The location for the sign has not yet been determined, with sites in front of Kenmare High School and along U.S. Highway 52 discussed.
“Why do we want the sign?” Mueller asked. “Determine that purpose, and then determine where we’re going to put it.”
Murphy said the sign would be useful for reminding district patrons of the times for various school events and activities.
Members of the Building Committee said they would contact potential advertisers and sponsors, with space available on the sign for up to four sponsors per side.
Elementary kids attending Kenmare High School will have the opportunity to improve their strength, balance and climbing skills on a Mobius climbing wall during recess, if the full board approves the Building Committee’s planned recommendation.

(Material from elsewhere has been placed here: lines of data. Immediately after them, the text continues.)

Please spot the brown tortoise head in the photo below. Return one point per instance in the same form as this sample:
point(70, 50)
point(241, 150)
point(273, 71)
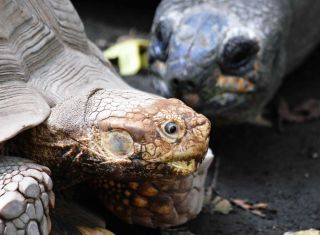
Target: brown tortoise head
point(128, 134)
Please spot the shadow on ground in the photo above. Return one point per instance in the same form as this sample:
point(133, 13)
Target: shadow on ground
point(256, 163)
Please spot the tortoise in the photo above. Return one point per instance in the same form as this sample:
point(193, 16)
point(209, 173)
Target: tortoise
point(227, 58)
point(64, 108)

Murphy announced that over $13,000 was available for the purchase of playground equipment, including a $10,000 grant that required the purchase and installation of new equipment by December 2012.
The district received a bid from Dakota Fence for $10,600 for the climbing wall. The Mobius Climber was included in the original list of playground equipment installed last year, but that particular piece was omitted before the order because of its cost.
The Dakota Fence bid did not include installation costs. Parents, board members and students volunteered last fall to install the new playground equipment, and Rodin said he believed similar help would be available to set up the Mobius Climber.
The Building Committee will also recommend the purchase of two new basketball hoops for playground use and check prices to have the court sealed at the elementary school.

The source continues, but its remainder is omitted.